Widespread power outages and impassable roads were chief concerns as officials cautioned residents to prepare before the storm hits the Augusta area.
The National Weather Service in West Columbia, S.C. issued a winter storm warning Monday afternoon, forecasting freezing rain, sleet and significant ice accumulations. The warning is in effect from 7 p.m. Tuesday to noon Thursday.
“This is a really bizarre storm for us,” said meteorologist Mike Proud. “It’s going to take a few days to pass.”
Between .4 and .5 inches of ice are expected in Augusta, said Proud, adding that ice storms in the past several years have measured about one-tenth of an inch. Freezing rain is expected to begin about 9 or 10 p.m. Tuesday.
“This is considerably more ice than we’ve seen,” he said. “It is something out of the ordinary.”
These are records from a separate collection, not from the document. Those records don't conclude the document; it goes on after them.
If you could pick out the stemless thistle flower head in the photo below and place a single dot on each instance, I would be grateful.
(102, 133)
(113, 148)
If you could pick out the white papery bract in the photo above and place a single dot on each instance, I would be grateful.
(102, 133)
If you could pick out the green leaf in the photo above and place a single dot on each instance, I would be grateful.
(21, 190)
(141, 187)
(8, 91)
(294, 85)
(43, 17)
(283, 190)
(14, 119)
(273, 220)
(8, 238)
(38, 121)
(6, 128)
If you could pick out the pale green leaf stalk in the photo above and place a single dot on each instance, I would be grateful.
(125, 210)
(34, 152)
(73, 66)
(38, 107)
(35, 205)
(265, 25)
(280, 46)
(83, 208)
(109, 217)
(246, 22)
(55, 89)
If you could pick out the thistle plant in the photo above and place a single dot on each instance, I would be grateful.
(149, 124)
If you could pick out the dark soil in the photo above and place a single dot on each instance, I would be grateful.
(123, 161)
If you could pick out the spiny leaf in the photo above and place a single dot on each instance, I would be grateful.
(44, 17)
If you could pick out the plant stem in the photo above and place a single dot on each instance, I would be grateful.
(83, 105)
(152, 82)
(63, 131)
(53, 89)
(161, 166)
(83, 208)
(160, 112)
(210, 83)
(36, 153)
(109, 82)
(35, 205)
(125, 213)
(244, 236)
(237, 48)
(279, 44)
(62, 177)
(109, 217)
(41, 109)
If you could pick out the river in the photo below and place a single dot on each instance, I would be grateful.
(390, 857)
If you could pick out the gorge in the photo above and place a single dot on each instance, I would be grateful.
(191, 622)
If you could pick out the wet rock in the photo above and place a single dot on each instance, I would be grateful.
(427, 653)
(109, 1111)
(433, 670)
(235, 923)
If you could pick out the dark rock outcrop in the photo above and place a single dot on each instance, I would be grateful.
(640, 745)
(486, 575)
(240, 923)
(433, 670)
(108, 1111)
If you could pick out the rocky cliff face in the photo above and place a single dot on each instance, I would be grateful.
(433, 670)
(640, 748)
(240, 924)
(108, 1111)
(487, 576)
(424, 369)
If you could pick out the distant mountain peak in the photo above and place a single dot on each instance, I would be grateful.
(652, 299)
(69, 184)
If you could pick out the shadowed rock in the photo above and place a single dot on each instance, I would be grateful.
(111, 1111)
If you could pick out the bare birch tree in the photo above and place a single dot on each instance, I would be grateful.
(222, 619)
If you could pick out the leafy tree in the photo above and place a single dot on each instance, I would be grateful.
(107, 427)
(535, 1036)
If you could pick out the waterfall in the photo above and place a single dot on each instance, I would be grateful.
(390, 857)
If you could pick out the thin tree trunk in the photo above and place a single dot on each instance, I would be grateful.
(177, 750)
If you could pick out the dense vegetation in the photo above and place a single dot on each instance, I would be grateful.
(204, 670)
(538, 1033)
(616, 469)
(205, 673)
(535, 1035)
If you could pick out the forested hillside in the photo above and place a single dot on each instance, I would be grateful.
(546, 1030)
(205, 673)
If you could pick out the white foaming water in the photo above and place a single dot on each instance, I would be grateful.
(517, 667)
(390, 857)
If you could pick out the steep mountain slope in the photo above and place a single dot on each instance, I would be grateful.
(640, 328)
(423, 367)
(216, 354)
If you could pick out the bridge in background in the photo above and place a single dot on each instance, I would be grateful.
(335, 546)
In Richmond and Columbia counties, emergency management teams placed salt trucks on standby and began preparations to remove fallen tree branches and report power outages if they happen.
The Richmond County Emergency Operations Center will be staffed around the clock beginning Tuesday afternoon, said Mie Lucas, the disaster preparedness coordinator. On Monday, officials reviewed emergency responses to the late January snowstorm that closed schools and offices for days.
“We just had snow two weeks ago so we are operating on best practices from that,” Lucas said.
Lucas advised residents to stay home, if possible.
Columbia County Emergency Management Director Pam Tucker said crews added two pallets of salt to stocks and replenished supplies of rocks Monday to treat roads and bridges.
Beginning Tuesday night, the temperature will hover around the freezing mark until Thursday when Augusta could begin to thaw out, Proud said. Thursday’s forecast predicts a high in the low 40s.